Y lo más grave: mientras todo eso ocurría, la víctima quedó completamente fuera del centro de la discusión pública. Como suele pasar. Se habló del fuero, del cálculo político, del linchamiento o la defensa de las diputadas, pero se perdió de vista que detrás de esta solicitud había una denuncia de tentativa de violación. Una mujer que, al decidir denunciar, quedó sola frente a un sistema dispuesto a blindar al poder antes que proteger a las víctimas. Literal: “¿Alguien quiere pensar en las víctimas?”. Hay muchas cosas de fondeo en este tema, pero no olvidemos que estamos frente a una denuncia de tentativa de violación, que hay una mujer denunciando, que merece justicia y reparación del daño.
Lo que quiero es que complejicemos esta discusión. Porque si no lo hacemos nos va a estallar en la cara. No es a ellas a quienes les van a cobrar la factura de este acto, es al conjunto de mujeres en política, es a la paridad, es a los avances que tanto han costado. Me molesta tanto ver cómo esta coyuntura ha sido aprovechada por los mismos de siempre —los que jamás han movido un dedo por los derechos de las mujeres— para sacar a pasear su misoginia disfrazada de crítica política.

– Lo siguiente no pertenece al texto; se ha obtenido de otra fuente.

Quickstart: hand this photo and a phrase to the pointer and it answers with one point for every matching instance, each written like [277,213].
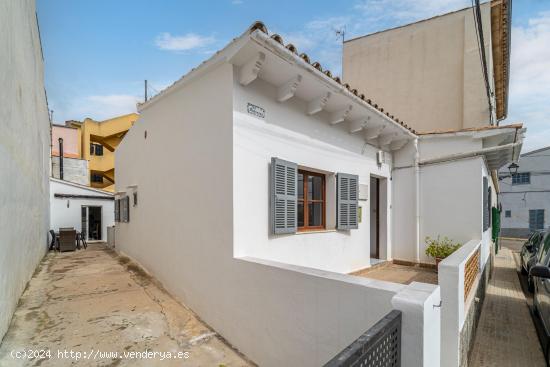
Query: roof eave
[501,16]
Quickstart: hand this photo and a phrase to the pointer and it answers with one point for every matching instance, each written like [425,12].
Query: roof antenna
[341,33]
[145,90]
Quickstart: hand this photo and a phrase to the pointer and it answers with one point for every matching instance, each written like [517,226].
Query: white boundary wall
[24,152]
[454,307]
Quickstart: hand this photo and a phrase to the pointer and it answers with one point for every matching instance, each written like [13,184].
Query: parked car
[540,272]
[530,254]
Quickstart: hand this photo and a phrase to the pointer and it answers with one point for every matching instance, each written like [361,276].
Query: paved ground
[399,273]
[506,335]
[94,302]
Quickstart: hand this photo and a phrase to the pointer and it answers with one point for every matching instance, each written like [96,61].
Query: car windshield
[536,239]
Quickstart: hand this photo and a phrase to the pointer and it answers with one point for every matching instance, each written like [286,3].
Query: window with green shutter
[347,204]
[117,210]
[284,196]
[124,209]
[486,205]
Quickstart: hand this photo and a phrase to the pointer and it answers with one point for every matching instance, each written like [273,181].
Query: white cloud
[189,41]
[97,107]
[407,10]
[530,80]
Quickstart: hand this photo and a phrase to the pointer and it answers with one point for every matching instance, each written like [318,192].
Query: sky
[98,53]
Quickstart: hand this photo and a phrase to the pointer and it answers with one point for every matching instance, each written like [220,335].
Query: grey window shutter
[347,204]
[284,196]
[485,204]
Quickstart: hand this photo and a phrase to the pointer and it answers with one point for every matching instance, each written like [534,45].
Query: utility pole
[145,90]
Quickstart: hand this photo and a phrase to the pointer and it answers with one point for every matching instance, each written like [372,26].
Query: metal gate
[380,346]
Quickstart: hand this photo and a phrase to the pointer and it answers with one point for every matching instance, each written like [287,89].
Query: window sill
[316,231]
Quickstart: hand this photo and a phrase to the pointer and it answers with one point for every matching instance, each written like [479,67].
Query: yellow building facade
[98,141]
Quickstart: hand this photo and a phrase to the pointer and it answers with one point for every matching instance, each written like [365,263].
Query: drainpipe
[60,158]
[417,194]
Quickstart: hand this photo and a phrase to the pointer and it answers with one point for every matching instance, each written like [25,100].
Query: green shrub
[440,248]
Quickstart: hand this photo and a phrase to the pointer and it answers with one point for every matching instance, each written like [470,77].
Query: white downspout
[417,201]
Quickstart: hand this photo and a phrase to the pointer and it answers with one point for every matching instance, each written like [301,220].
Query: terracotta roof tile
[261,26]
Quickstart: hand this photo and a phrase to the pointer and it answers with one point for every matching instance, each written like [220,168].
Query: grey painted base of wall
[468,333]
[515,232]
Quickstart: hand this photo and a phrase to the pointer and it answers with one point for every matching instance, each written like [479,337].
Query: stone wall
[468,333]
[515,232]
[74,170]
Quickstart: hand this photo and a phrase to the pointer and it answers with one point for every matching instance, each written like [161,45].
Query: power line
[481,48]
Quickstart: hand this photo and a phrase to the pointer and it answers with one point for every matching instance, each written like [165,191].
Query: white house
[525,196]
[84,208]
[263,182]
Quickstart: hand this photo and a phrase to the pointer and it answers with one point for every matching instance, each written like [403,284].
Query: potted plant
[440,248]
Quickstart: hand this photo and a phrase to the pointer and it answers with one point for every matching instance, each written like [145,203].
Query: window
[536,219]
[311,200]
[125,209]
[523,178]
[96,178]
[298,199]
[96,149]
[486,204]
[117,210]
[347,212]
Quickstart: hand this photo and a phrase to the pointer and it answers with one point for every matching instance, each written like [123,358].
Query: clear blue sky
[97,53]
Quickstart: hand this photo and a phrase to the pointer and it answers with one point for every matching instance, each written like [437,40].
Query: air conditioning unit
[380,157]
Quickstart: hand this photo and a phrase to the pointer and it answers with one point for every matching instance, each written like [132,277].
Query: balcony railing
[380,346]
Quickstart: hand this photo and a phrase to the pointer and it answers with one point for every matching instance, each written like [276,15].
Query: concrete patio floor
[94,302]
[396,273]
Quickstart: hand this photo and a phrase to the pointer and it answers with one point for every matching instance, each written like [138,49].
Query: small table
[79,237]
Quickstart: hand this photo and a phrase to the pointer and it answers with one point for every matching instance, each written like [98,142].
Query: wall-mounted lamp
[513,168]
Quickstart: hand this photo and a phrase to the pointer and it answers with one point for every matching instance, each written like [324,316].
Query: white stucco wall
[66,212]
[288,133]
[519,199]
[450,196]
[24,152]
[451,201]
[276,314]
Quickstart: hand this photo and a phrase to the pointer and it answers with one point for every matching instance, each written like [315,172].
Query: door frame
[86,230]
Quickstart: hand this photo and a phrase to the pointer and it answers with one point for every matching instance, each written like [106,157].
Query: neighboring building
[98,141]
[525,197]
[71,168]
[287,181]
[430,73]
[86,209]
[24,153]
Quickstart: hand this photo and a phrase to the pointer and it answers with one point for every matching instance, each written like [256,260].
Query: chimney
[60,158]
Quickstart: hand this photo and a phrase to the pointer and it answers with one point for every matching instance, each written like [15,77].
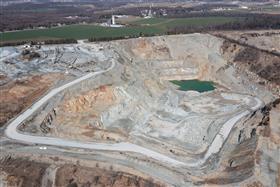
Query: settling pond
[196,85]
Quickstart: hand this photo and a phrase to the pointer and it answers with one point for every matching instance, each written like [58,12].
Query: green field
[84,31]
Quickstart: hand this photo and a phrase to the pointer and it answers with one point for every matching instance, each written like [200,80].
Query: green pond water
[196,85]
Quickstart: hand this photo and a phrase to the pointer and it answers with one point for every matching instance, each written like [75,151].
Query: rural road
[12,132]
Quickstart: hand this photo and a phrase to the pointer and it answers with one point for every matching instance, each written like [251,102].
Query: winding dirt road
[13,133]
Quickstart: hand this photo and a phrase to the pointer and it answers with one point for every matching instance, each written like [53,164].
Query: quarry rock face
[129,125]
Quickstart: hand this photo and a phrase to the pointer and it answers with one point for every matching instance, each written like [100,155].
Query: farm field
[83,31]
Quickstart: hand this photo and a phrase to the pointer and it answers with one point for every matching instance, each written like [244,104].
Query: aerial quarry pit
[109,113]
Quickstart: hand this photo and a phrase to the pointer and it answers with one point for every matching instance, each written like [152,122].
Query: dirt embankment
[25,173]
[255,160]
[16,95]
[263,64]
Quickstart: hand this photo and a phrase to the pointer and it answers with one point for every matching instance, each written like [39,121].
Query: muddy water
[196,85]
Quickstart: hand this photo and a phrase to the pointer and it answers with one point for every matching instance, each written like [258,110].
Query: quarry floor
[107,114]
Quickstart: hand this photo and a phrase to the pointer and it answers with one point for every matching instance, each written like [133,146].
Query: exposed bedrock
[219,137]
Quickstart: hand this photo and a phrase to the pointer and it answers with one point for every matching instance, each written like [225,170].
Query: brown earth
[24,173]
[21,173]
[69,175]
[264,65]
[78,117]
[17,95]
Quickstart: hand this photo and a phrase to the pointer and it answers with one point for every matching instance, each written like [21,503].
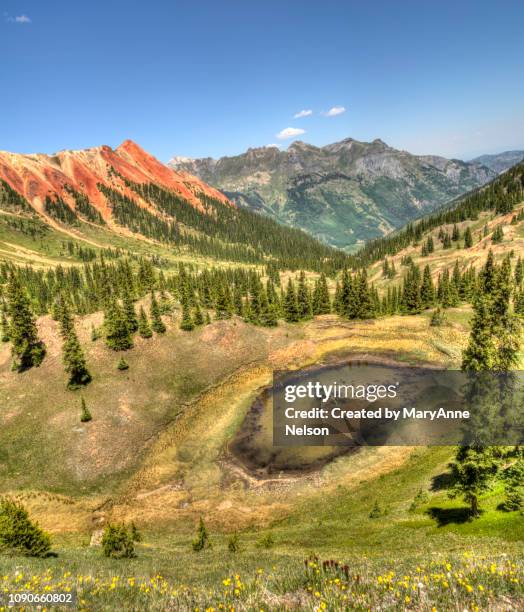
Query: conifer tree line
[499,196]
[224,232]
[493,346]
[115,286]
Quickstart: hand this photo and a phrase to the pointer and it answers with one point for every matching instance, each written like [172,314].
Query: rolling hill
[344,193]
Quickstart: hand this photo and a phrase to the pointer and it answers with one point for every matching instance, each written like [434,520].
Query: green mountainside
[343,193]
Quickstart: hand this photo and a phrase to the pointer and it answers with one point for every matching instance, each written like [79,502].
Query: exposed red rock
[37,176]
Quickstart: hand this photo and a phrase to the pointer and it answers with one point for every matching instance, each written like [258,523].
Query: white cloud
[334,111]
[290,133]
[22,19]
[304,113]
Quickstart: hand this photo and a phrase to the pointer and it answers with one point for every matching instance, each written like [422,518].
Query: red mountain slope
[37,176]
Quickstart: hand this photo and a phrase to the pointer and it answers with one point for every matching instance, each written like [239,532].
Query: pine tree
[4,328]
[290,303]
[186,322]
[129,311]
[363,306]
[498,235]
[85,415]
[238,304]
[223,306]
[27,349]
[72,354]
[427,290]
[20,535]
[480,353]
[411,301]
[198,316]
[321,301]
[488,275]
[303,298]
[118,336]
[472,472]
[268,317]
[519,272]
[144,329]
[157,325]
[202,538]
[468,238]
[122,364]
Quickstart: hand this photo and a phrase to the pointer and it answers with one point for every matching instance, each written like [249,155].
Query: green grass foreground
[266,580]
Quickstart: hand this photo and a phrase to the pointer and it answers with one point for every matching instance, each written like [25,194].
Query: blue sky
[216,77]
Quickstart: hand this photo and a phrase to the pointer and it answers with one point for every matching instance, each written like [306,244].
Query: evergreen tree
[129,311]
[488,275]
[85,415]
[472,473]
[198,316]
[427,290]
[27,349]
[186,322]
[468,238]
[411,301]
[223,306]
[321,301]
[238,304]
[498,235]
[118,336]
[157,325]
[290,303]
[268,316]
[363,303]
[4,327]
[480,353]
[74,361]
[519,272]
[18,534]
[202,537]
[303,299]
[144,329]
[122,364]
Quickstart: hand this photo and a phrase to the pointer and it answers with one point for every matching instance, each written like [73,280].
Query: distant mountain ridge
[499,162]
[127,192]
[343,193]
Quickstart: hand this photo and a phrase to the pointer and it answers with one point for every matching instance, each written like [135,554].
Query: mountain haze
[344,193]
[500,162]
[99,193]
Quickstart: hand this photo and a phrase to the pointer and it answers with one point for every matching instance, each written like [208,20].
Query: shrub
[122,364]
[377,511]
[202,538]
[117,542]
[135,534]
[438,318]
[18,534]
[233,543]
[266,541]
[85,417]
[420,499]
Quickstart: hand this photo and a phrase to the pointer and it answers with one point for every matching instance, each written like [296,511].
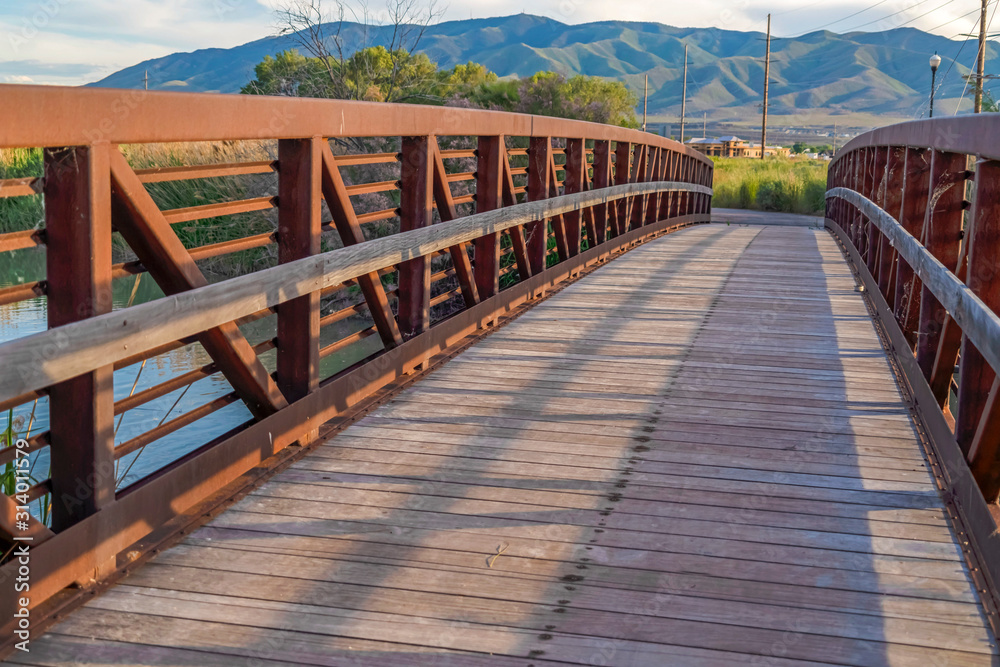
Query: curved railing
[380,236]
[918,207]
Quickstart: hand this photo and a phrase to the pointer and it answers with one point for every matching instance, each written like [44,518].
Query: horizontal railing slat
[53,356]
[976,320]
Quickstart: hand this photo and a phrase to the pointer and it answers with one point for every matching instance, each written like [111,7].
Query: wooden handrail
[975,318]
[67,116]
[82,346]
[642,185]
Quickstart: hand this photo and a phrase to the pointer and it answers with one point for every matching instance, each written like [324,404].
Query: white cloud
[111,34]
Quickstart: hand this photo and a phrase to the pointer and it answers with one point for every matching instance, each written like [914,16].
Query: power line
[889,16]
[981,46]
[950,67]
[881,2]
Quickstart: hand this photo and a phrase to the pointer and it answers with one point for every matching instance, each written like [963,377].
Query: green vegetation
[775,184]
[802,147]
[19,213]
[9,436]
[376,74]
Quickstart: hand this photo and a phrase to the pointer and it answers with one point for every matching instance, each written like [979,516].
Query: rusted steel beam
[943,238]
[944,365]
[892,202]
[984,448]
[149,235]
[446,209]
[623,169]
[349,229]
[539,159]
[575,181]
[640,174]
[13,522]
[416,211]
[299,227]
[968,135]
[983,278]
[70,116]
[489,195]
[653,201]
[602,179]
[916,192]
[77,197]
[558,221]
[175,489]
[880,157]
[516,234]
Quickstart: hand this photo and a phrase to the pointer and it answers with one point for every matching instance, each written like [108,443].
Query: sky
[71,42]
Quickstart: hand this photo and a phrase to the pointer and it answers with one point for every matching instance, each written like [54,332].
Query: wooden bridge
[581,425]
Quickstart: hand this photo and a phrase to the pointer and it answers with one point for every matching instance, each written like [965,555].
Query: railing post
[854,178]
[655,174]
[668,164]
[416,210]
[880,156]
[983,278]
[676,164]
[916,190]
[574,182]
[640,175]
[489,197]
[623,166]
[539,161]
[943,239]
[78,255]
[299,182]
[892,199]
[705,179]
[602,179]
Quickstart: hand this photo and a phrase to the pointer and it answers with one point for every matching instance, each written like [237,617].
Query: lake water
[28,317]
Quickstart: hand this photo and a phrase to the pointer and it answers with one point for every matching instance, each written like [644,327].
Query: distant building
[733,147]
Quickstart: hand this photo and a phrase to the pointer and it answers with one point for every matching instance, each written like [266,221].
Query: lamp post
[935,63]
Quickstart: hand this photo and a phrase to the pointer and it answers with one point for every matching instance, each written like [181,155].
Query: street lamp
[935,63]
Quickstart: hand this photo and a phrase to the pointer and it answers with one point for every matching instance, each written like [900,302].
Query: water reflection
[28,317]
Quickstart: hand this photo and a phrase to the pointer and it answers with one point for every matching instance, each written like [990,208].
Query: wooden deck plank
[696,455]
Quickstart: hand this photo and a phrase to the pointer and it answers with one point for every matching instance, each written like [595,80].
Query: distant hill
[873,73]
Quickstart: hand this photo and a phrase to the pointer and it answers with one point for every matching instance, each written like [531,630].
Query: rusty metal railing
[414,225]
[918,207]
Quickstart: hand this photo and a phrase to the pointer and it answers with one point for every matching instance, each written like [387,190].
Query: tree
[289,74]
[990,104]
[321,34]
[581,97]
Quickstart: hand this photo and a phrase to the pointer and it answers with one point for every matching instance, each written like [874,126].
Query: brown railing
[381,234]
[918,207]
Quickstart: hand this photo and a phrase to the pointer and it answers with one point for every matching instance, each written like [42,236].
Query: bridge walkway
[696,455]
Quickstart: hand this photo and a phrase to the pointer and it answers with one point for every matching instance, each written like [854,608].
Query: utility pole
[767,75]
[981,60]
[645,101]
[684,95]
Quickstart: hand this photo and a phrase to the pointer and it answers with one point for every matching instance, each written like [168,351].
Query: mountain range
[885,73]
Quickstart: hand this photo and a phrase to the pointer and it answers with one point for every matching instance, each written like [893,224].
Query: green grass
[20,213]
[775,184]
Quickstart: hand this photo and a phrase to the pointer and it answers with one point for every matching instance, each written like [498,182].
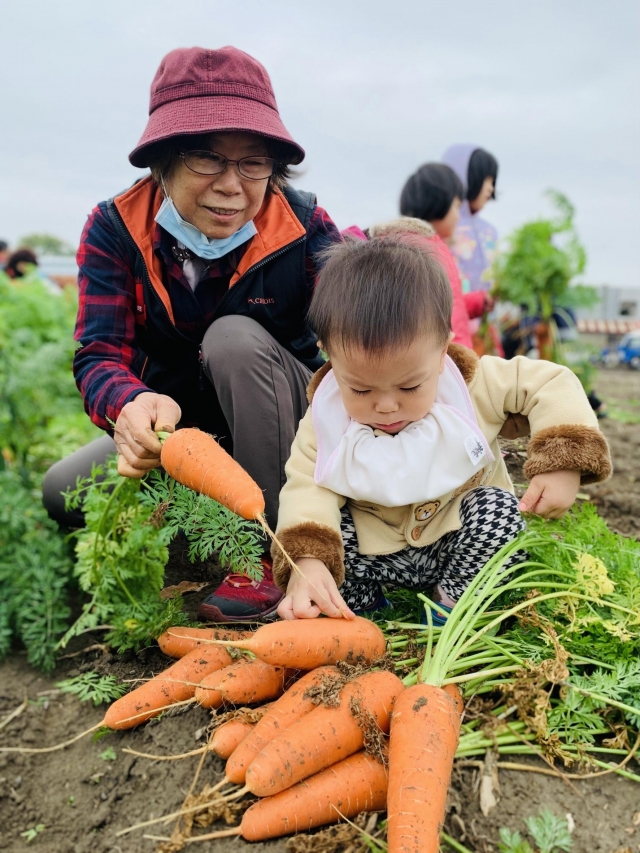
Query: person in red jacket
[194,286]
[434,194]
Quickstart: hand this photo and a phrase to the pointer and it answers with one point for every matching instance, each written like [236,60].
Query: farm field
[83,795]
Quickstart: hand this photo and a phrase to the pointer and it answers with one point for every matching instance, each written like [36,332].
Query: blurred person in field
[23,264]
[20,262]
[474,239]
[435,194]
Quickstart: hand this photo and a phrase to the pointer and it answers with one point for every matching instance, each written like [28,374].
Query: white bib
[428,459]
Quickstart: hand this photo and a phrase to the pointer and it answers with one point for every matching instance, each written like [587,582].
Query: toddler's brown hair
[380,294]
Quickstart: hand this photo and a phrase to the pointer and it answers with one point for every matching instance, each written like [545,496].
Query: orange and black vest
[270,286]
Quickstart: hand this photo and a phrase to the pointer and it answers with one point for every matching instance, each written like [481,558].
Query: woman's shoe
[240,599]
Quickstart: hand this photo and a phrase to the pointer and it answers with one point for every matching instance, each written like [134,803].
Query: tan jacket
[510,398]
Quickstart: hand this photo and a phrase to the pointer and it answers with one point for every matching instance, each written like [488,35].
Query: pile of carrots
[327,745]
[372,744]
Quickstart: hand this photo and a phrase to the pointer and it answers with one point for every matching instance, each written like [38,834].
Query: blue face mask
[208,248]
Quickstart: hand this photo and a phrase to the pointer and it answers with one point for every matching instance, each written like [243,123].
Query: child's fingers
[549,509]
[531,497]
[328,606]
[340,603]
[285,608]
[302,605]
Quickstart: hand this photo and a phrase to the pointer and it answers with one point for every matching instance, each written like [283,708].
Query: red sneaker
[239,599]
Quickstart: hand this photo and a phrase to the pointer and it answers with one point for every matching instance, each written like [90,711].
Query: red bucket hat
[196,90]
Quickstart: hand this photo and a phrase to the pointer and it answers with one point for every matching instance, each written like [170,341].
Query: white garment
[428,459]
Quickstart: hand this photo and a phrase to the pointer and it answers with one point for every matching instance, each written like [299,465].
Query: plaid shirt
[105,364]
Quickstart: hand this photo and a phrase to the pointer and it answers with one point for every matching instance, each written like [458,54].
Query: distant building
[617,312]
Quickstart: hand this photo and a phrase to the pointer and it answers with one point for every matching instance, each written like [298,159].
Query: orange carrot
[229,735]
[176,642]
[357,784]
[309,643]
[425,728]
[285,711]
[325,735]
[175,684]
[196,460]
[241,683]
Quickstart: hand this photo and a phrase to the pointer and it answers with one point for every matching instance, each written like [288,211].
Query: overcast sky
[370,89]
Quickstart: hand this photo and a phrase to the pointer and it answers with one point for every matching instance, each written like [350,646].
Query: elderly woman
[194,286]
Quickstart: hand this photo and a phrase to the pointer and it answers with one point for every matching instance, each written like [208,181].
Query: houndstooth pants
[490,518]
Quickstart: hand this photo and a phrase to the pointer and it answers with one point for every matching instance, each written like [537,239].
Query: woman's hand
[550,495]
[135,432]
[313,592]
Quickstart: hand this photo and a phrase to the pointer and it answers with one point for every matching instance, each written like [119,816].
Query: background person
[435,194]
[475,240]
[20,262]
[194,286]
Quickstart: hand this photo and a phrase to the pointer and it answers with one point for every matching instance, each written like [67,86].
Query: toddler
[395,477]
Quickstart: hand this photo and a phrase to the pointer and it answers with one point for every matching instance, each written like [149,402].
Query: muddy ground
[82,796]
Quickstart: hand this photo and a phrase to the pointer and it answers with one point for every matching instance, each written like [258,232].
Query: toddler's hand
[550,495]
[311,593]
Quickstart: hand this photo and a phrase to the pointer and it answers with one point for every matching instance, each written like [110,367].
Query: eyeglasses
[212,163]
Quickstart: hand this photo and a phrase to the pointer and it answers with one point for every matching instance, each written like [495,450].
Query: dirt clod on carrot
[247,715]
[335,839]
[327,692]
[419,703]
[215,807]
[375,741]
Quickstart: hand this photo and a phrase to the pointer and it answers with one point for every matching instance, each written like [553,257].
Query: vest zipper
[257,266]
[129,239]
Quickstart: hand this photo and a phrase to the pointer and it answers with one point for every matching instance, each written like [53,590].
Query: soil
[82,797]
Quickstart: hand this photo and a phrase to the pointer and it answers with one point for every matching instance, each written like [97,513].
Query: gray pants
[261,389]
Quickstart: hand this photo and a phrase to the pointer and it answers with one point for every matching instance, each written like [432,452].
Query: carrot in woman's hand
[309,643]
[425,729]
[242,683]
[175,684]
[290,707]
[325,735]
[176,642]
[196,460]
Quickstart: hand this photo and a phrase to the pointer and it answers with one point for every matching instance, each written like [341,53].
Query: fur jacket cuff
[308,540]
[570,447]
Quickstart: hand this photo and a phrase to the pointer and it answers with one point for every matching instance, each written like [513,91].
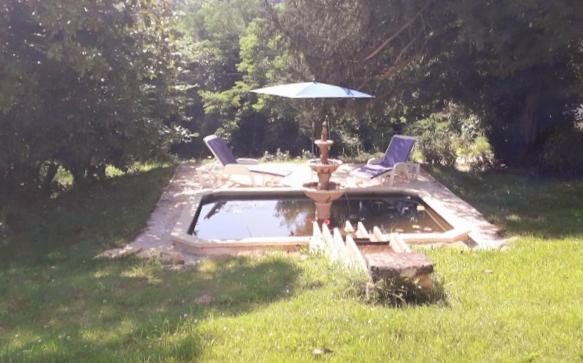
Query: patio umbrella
[311,90]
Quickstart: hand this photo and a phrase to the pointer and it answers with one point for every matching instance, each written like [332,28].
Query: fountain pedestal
[323,192]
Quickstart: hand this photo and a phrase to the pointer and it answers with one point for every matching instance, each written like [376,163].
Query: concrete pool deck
[191,180]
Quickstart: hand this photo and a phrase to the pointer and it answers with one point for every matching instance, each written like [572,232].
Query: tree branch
[401,29]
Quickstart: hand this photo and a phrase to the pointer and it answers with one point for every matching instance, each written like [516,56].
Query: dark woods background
[88,84]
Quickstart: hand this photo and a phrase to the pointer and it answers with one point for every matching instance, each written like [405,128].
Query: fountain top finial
[324,133]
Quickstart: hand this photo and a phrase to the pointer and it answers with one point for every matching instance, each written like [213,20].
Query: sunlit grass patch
[59,304]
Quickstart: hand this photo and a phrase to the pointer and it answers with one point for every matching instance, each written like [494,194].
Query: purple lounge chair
[395,158]
[239,166]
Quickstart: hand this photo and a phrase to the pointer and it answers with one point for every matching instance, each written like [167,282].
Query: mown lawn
[59,304]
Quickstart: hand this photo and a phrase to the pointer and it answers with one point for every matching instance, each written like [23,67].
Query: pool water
[234,218]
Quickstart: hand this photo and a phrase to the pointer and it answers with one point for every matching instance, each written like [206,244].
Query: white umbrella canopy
[311,90]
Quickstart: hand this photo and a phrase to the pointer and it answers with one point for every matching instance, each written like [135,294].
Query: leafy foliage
[562,153]
[85,84]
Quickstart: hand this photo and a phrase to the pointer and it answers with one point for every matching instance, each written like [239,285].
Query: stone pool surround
[467,223]
[191,179]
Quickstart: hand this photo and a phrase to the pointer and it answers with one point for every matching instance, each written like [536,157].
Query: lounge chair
[248,168]
[394,160]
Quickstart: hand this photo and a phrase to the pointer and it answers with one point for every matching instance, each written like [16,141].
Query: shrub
[562,153]
[435,141]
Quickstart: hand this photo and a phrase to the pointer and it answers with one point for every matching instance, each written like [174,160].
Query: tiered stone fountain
[323,192]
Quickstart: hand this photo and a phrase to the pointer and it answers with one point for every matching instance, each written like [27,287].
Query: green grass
[59,304]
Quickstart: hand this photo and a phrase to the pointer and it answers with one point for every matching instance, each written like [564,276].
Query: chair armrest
[247,161]
[374,161]
[410,169]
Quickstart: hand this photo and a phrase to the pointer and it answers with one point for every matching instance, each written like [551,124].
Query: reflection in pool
[224,218]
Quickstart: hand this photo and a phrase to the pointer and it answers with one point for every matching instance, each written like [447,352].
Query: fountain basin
[323,198]
[324,171]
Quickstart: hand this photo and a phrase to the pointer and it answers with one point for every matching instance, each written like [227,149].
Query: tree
[83,85]
[516,63]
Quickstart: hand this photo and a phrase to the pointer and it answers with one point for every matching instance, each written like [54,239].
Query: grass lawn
[59,304]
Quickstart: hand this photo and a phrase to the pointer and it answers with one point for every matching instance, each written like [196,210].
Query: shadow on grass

No nos confundamos. Lo que está en juego no es solo la congruencia de unas diputadas, es la legitimidad de una lucha histórica. No podemos permitir que el patriarcado, en su versión más oportunista, utilice este episodio para justificar su resistencia a la participación política de las mujeres. No se trata de exigir menos, se trata de exigir más y exigir mejor, a todas y a todos. Porque paridad no es garantía, pero sí es condición mínima. Y porque si dejamos que el discurso público retroceda ahora, va a costar todavía más levantarlo después.